The Constitutional Court unanimously rejected as unfounded the two appeals submitted by the UDR to the laws on education, it is stated in the press release of the Tskr.

Ligia Deca represents the laws of educationPhoto: INQUAM Photos / Octav Ganea

The decision comes after USR and Forza Dreptei challenged the new education laws in the Constitutional Court last month on the grounds that they contain several unconstitutional provisions, as they limit children’s right to education and violate the principle of equal rights. Among the provisions challenged in the Constitutional Court was the provision on admission to secondary school.

According to the press release of the UDR, the most “serious” provisions of the project are those aimed at “restricting” children’s right to education and violating the principle of equality. At the same time, USR and Forza Dreptei referred to the violation of the principle of legal certainty, predictability and clarity of norms, as the laws allegedly contain legislative “omissions”.

However, the judges of the CRS rejected the appeals regarding the Law on Higher Education and the appeals regarding the Law on Pre-University Education.

Deca League’s reaction to CCR’s decision

Education Minister Ligia Deka welcomed the decision, writing on Facebook that it was “another victory for Romanian education! The Romania Educată legislative package also passed the constitutionality test.”

“The law on pre-university education and the law on higher education have tens of thousands of hours of development, hundreds of discussions with important partners in this field, thousands of analyzed comments and weeks of parliamentary debates behind them. A joint effort was made for such a necessary project for Romania.

I believe that the laws on education will transform the education system in Romania and bring it to the desired result. For my part, as a minister, I will do everything in my power to ensure that the goals are met and that our children learn in a quality environment based on fairness, respect and professionalism. Every student will have equal chances for development,” she added.

What the Constitutional Court says about the appeal of the Law on Pre-University Education:

“As for the criticism of external unconstitutionality, it was established that the legislative decisions entered into the body of law by the Senate, as the legislative chamber, were directly related to the object of the regulation of the law, so that the Senate retained its quality as a decision-making chamber. Therefore, there was no need to return the law to the Chamber of Deputies to make a final decision on the text of the law.

As for the criticism of internal unconstitutionality, it was found that they considered, in principle, legal provisions regarding the conduct of the educational process, responsibility and sanctions applied to students, awards granted to them, access to records made. through the system of audio-video surveillance of educational units, as well as the adoption, financing, management and ownership of educational units.

The court analyzed the constitutionality of these legislative decisions through the prism of constitutional provisions relating to the requirements of the quality of the law, the principle of equality, the right to intimate, family and private life, the right to education and the legal regime. public and private property and, taking into account the normative content of the law, established that the criticism of unconstitutionality formulated in this way is unfounded.

At the same time, he also emphasized in the content of the decision that aspects of legislative expediency, which are equally criticized, cannot be the subject of constitutionality control, as they are within the discretion of the legislator.”

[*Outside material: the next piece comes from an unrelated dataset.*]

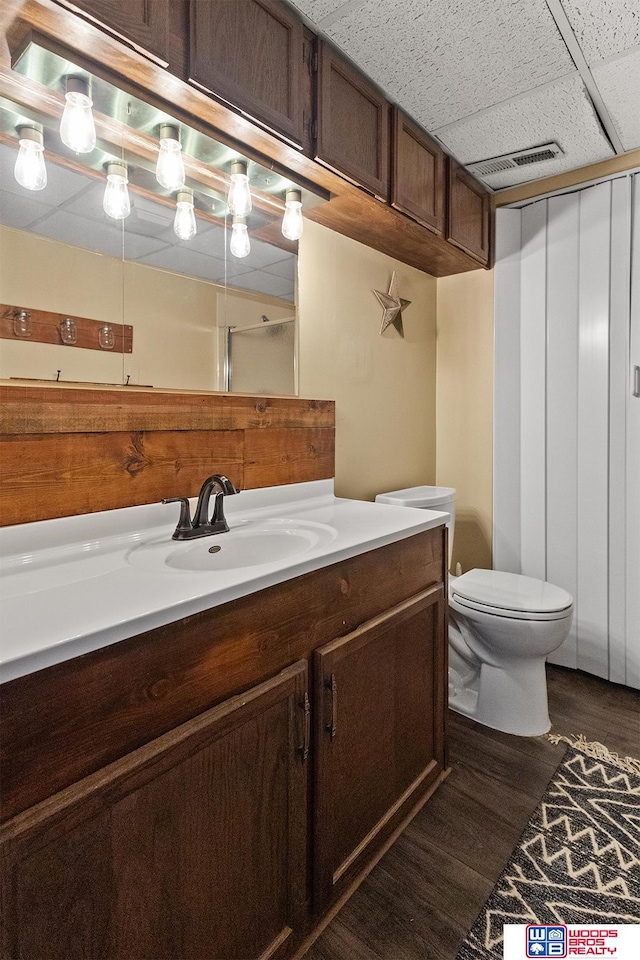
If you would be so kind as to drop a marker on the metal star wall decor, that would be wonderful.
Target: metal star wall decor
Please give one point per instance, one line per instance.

The Central Committee’s response to the notification regarding the Law on University Education

“In essence, regarding the criticism of the alleged external unconstitutionality of the law, the Court established that it was adopted in compliance with the requirements of the parliamentary procedure regarding the institution of the return of the law, provided for in Article 75. clauses (1), (4) and (5) with reference to Article 73 paragraph (3) letter n) of the Constitution.

At the same time, the Court ruled that the quality criteria of the law are also met, the criticized provisions cannot affect the principle of legal security, predictability and clarity of norms, being, therefore, the provisions of Art. 1 paragraph (3) and (5) of the Constitution.

With regard to the criticism of an internal nature, specifically formulated in relation to the mentioned legislative provisions, the Court ruled that the principle of equality of rights is not violated, nor is the right to education affected through the prism of the provisions contained in the criticized law, which regulates the reduction of tariffs for various means of transport provided students, those that allow higher education institutions to establish various types of organizations that contribute to their productivity, or provisions that allow higher education institutions to redistribute certain amounts to achieve investment goals and/or to provide scholarships to students.

At the same time, the Court could not refrain from criticism, referring to the provisions of Article 148 of the Constitution, recognizing the provision of state aid as going beyond its competence.”